Peregrinos a bordo de 416 carretas llegaron al Santuario Nacional de Jesús del Rescate en Rivas, donde permanecerán hasta el jueves. El viaje que emprenden desde sus comunidades es para agradecer a la imagen de Jesús del Rescate

En la caravana venían peregrinos procedentes de comunidades, barrios y municipios de Masaya, Granada y Carazo. LA PRENSA/LISA VILLAGRA

Popoyuapa

Ordenadas como hormigas iban una detrás de otras hasta completar 416 carretas forradas con chimbombas moradas y guate. De vez en cuando detenían el paso de los caballos y las yuntas de bueyes para esperar a los rezagados.

Parecía interminable la cola de coloridas carretas peregrinas que días atrás salieron de los confines rurales y urbanos de tres departamentos hacia el Santuario de Jesús del Rescate en Popoyuapa, Rivas, adonde llegaron este lunes por la mañana y donde se quedarán durante cuatro días.

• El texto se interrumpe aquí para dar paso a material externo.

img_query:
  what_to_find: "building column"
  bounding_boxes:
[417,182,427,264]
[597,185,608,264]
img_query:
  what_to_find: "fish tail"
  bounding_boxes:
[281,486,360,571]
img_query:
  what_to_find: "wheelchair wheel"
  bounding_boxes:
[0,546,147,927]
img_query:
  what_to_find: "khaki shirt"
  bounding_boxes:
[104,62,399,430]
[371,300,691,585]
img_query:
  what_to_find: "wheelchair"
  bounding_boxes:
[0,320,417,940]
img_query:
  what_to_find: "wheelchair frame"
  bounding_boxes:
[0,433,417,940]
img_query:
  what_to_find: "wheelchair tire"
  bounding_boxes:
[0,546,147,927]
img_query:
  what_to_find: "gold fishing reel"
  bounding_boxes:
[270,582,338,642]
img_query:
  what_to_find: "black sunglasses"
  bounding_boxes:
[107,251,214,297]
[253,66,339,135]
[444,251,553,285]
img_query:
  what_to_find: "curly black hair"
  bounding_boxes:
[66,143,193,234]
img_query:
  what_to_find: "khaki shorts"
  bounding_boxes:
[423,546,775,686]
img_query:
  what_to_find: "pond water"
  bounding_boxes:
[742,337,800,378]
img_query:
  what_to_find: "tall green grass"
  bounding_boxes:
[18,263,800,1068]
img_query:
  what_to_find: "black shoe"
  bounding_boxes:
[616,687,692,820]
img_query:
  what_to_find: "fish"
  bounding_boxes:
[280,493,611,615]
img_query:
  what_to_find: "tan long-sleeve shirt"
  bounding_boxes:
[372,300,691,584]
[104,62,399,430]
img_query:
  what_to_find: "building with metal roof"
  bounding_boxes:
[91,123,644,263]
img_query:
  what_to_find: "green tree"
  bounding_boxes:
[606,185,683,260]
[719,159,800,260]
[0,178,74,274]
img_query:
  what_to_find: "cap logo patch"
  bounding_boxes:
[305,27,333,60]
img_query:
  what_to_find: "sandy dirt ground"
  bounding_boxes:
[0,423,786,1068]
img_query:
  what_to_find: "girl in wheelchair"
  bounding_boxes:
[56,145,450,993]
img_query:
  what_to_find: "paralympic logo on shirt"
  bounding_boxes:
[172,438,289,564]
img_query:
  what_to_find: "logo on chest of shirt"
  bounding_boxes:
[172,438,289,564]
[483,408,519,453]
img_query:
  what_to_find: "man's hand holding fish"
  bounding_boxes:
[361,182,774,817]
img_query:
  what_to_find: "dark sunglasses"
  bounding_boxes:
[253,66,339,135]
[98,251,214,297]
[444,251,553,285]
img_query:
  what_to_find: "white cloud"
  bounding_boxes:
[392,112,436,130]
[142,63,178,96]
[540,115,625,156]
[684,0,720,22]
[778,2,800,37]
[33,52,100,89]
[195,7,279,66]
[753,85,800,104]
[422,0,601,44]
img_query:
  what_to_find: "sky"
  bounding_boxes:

“Regresamos a la casa el Sábado de Ramos”, dijo Bernarda Bracamonte, de 81 años, quien desde hace 38 años ha emprendido este recorrido con sus familiares. Esta mujer menuda, iba sentada en la parte trasera de la carreta de bueyes que alquiló para este viaje, que emprendió desde el viernes con una de sus dos hijas.

DIFERENTES COMUNIDADES

Detrás de la carreta de bueyes en la que viajaba Bracamonte iba Yorlene Gutiérrez, su nieta de 29 años, quien antes había referido que participar en esta peregrinación que se hace sobre carretas jaladas por animales de carga es una tradición que se ha “heredado de generación en generación”.

Bracamonte considera que fue de las primeras en participar en este recorrido. Cuando oye el dato de que vienen más de cuatrocientas, recuerda que en su época no iban más de cinco y menciona un par de nombres, entre ellos “Concho”, como uno de los iniciadores de la peregrinación desde San Juan de Oriente. Desde esa cuna de artesanos, vienen 21 carretas.

Aleyda Martínez y Joselin García vienen con una prole de veinte, casi todos niños, desde Monimbó. Se repartieron en dos carretas en las que además cabían enseres, alimentos crudos, gallinas, colchonetas y ropa de cama.
Martínez cargaba a un tierno de dos meses que iba vestido con una túnica morada en honor a Jesús del Rescate. Es el hijo de García, quien va caminando detrás de la carreta y comentó que es el segundo año que participa.

A PASO FIRME

En la víspera de llegar al santuario las carretas se juntan a la altura del río Gil González. El domingo a eso de las 5:00 de la tarde terminan de arribar y a un lado de la carretera se improvisan dormitorios y cocinas.

Para evitar el agotamiento de los animales, sobre todo en esta época cruda del verano, los recorridos se hacen de madrugada o al caer la noche. Hay bueyes a los que el asfalto les maltrata y sus arrieros les improvisan unas “botas” de hule para que no se liguen sus patas y puedan seguir la marcha.

Es lunes 14 de marzo. Los peregrinos a bordo de sus carretas abandonan el Gil González. Entre 2:00 y 3:00 de la madrugada y la caravana es custodiada por un dispositivo policial que garantiza seguridad.